祁伽延休假三天後,回了部隊。
之後兩個多月,溫念初都沒有再見過他。
這兩個月裏,溫念初自己也很忙,除了深耕實驗室的研發工作,她還輾轉奔波,接連去了好幾個城市出席高端人工智能技術交流會,與行業前輩一起分享最新的科研成果和技術理念。
忙起來倒還好,但一空下來,她就會止不住地去想念祁伽延。
也不知道他的情傷癒合得怎麼樣了?
日子過得飛快,轉眼就進入了深秋。
十月的最後一天,溫念初接到了祁伽延打來的電話。
他休假了,想請她喫飯。
聽筒裏傳來他沉穩清晰的聲線,短短一句邀約,溫念初的胸腔裏就漫開抑制不住的雀躍。
“青檸,今天晚上你有空嗎?”祁伽延問。
“有空。”
她手指握緊了手機,嘴角不自覺地揚起,可這份高漲的歡喜還沒維持幾秒,祁伽延下一句話就傳了過來。
“我還約了姚晨朗,到時候我們來接你。”
溫念初心頭的期待被澆滅,好嘛,原來不是單獨約她。
是她私心作祟,自作多情想多了。
不過再想想,哪怕不是二人獨處也沒有關係,分開了兩個多月,能見他一面,聊上幾句,對她而言已經足夠。
傍晚,溫念初提前收拾好了東西下班。
平日裏,她總是加班到最晚的那一個,今天難得準點下班,江路都忍不住調侃:“怎麼?太陽從西邊出來了?”
“今晚約了朋友喫飯。”
江路往大門口掃了一眼:“男朋友?”
溫念初抬眸,這纔看到,祁伽延不知道什麼時候已經來了。
他穿着深灰色的飛行夾克,身姿挺拔,就那麼隨意地站在車邊,周遭往來下班的行人,都忍不住下意識朝他側目。

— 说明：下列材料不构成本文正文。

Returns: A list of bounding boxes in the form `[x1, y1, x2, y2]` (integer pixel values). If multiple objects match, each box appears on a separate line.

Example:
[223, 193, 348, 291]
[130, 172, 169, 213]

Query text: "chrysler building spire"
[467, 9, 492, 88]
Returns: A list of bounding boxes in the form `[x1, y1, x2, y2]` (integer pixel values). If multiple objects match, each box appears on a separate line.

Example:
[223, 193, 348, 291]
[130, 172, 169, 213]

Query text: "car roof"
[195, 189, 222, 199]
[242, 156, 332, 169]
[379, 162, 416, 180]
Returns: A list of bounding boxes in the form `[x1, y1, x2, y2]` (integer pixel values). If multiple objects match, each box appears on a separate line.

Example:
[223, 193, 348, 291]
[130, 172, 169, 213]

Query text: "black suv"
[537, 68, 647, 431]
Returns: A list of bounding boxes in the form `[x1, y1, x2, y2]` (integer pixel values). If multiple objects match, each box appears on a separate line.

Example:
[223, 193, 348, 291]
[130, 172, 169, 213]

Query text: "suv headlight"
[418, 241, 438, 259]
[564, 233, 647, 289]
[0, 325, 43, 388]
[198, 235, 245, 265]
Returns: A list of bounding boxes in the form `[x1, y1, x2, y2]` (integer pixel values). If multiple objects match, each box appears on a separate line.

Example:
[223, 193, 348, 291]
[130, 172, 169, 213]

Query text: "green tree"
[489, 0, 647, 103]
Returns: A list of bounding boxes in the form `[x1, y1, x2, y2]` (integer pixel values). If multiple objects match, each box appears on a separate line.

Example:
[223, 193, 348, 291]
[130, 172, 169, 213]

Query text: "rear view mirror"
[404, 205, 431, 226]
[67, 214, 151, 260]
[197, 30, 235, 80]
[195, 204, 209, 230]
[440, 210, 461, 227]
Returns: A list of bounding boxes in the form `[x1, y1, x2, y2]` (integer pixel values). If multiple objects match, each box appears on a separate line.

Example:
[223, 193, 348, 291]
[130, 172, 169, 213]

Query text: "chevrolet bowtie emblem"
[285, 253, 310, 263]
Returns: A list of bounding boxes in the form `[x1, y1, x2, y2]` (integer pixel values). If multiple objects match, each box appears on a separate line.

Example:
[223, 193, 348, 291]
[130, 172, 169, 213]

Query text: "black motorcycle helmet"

“好帥啊。”江路看着祁伽延,莫名評論一句:“這絕對是真男人。”
“還有什麼是假男人不成?”
“娘裏娘氣的男人多的是,但這個一眼望過去就很硬朗。”江路朝溫念初豎了豎大拇指:“眼光不錯。”
溫念初笑起來。
眼光不錯說得沒錯,可惜,只是看上了,還沒得到。
“我先走啦。”她對江路說。
“好,拜拜。”
溫念初快步走到祁伽延的車邊。
祁伽延開一輛銀灰色的奧迪,凌厲的燈組,蜂窩格柵搭配紅卡鉗黑輪轂,將性能與優雅揉碎了融進車身線條,整輛車每一處棱角都透着不一樣的氣場。
“伽延哥,你早就來了嗎?”
“沒有,剛到。”
溫念初朝奧迪的副駕駛座上看了一眼,副駕駛座上空空如也。
“不是說我哥一起嗎?他沒來?”
她祈禱姚晨朗那個電燈泡不要出現,這樣她就能和祁伽延單獨喫飯了。
“你哥臨時有事。”
溫念初一喜:“那隻有我們兩個人嗎?”
“不是,你哥等下直接去餐廳和我們匯合。”
好吧。
大起大落。
祁伽延並不知道溫念初心裏的小九九,很紳士地走到車邊,替她拉開了副駕駛座的車門:“上車吧。”
“好。”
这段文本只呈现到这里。